Artificial Intelligence (AI) researchers are fine-tuning audio technology that can transform your voice to sound like a celebrity, the opposite sex, or someone much younger or older than you. The only problem: increasing numbers of criminals, hatemongers, propagandists, and the like see the technology as a great way to commit crimes, spread misinformation, promote hate speech, and more.
"It is not an exaggeration to say that we are at the cusp of a looming crisis of AI-generated fake media," says Siwei Lyu, a professor specializing in digital media forensics, computer vision and machine learning at the State University of New York (SUNY) at Albany.
In the long term, voice conversion researchers see myriad commercial applications for their tech.
Software like Google's Parrotron, for example, could be commercialized to offer voice conversions of phrases spoken with an Australian accent into phrases spoken in American English or other accents.
Music companies will be tempted to use AI voice conversion to issue new music from entertainment icons who either longer perform or are no longer with us.

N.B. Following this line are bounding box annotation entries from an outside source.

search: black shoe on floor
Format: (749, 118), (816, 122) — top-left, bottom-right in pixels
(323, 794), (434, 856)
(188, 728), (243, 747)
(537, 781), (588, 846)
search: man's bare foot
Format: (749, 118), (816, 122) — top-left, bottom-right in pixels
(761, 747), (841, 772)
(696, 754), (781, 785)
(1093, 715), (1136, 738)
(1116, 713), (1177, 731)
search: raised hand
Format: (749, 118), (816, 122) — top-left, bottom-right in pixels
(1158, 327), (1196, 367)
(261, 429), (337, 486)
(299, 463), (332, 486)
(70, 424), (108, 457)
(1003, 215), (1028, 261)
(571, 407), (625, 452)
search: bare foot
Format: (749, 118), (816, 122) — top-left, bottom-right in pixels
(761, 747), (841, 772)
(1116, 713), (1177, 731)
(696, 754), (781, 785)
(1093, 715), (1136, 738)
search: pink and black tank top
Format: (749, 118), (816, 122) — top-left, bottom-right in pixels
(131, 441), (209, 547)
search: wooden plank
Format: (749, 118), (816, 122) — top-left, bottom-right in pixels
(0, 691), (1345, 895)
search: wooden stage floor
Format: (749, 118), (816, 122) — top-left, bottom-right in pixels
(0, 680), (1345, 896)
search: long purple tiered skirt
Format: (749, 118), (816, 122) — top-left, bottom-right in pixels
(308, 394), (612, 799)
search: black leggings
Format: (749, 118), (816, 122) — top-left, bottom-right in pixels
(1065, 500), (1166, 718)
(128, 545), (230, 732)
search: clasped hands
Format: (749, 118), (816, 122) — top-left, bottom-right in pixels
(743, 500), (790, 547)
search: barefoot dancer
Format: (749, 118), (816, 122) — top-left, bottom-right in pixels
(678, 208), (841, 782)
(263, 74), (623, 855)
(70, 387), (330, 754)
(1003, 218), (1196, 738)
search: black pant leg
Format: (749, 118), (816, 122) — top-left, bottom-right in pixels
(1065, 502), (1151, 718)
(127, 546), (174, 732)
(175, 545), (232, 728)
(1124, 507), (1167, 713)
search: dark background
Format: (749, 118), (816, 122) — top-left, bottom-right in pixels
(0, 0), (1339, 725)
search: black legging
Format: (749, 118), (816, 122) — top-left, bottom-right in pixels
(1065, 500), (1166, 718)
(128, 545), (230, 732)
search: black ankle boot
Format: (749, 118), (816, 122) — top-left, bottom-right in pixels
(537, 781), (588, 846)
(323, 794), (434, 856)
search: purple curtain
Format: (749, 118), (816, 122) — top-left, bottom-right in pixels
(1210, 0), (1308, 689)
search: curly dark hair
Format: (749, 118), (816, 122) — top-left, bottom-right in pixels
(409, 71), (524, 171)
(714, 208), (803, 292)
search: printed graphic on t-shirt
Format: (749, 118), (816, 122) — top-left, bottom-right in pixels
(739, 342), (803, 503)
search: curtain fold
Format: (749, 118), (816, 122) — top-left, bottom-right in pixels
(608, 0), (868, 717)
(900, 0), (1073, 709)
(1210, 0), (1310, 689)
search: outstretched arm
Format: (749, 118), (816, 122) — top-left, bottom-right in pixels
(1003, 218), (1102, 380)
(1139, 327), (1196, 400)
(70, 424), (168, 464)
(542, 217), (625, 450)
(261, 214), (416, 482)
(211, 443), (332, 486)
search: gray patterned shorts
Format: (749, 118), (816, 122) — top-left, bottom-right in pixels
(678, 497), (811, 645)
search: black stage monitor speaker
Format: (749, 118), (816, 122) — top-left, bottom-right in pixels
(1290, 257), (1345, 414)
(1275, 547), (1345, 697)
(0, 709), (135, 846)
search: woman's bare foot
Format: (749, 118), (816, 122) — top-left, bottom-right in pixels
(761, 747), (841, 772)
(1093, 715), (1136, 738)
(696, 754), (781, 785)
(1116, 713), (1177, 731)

Yamaha, for example, used voice conversion technology to issue a new song by deceased Japanese rock star Hideto Matsumoto in 2014, six ears after his death, according to Junichi Yamagishi, a professor specializing in digital content and media science at the National Institute of Informatics, Tokyo, who is a globally recognized expert in voice conversion.

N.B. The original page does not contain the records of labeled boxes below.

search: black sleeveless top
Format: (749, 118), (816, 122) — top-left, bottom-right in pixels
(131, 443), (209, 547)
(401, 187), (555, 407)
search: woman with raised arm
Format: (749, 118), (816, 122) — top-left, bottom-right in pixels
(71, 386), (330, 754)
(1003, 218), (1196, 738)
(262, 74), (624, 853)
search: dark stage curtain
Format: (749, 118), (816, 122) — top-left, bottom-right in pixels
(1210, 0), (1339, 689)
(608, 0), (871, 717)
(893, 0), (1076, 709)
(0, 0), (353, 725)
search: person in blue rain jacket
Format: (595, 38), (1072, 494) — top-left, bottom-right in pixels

Google research scientist Fadi Biadsy, and Google Brain software engineer Ron Weiss, also see great promise for voice conversion for the speaking impaired. Google Parrotron, for example, has already been trained to transform the hard-to-understand speech of people with hearing or muscular afflictions into broadcast-quality speech.
However, Terah Lyons, founding executive director of The Partnership on AI, says many of her member organizations worry that voice conversion technology and similar tech could also be used nefariously. Specifically, Lyons wrote in a Partnership on AI blog post that the ability to create synthetic or manipulated content that is difficult to discern from real events frames the urgent need for developing new capabilities for detecting such content, and for authenticating trusted media and news sources.
Fake audio, for example, offers criminals and others the ability to fool voice recognition systems and break into the computers and physical spaces they guard. Mimicked voices can also be used to spread false news stories using sound bites mimicking celebrities, prominent government officials, and the like. Plus, fake voices can be used to impersonate top company officers.
Fake audio's 'sister' technology, fake video, simply ups the ante, offering criminals, propagandists, and others the added credibility that video brings to a sound bite.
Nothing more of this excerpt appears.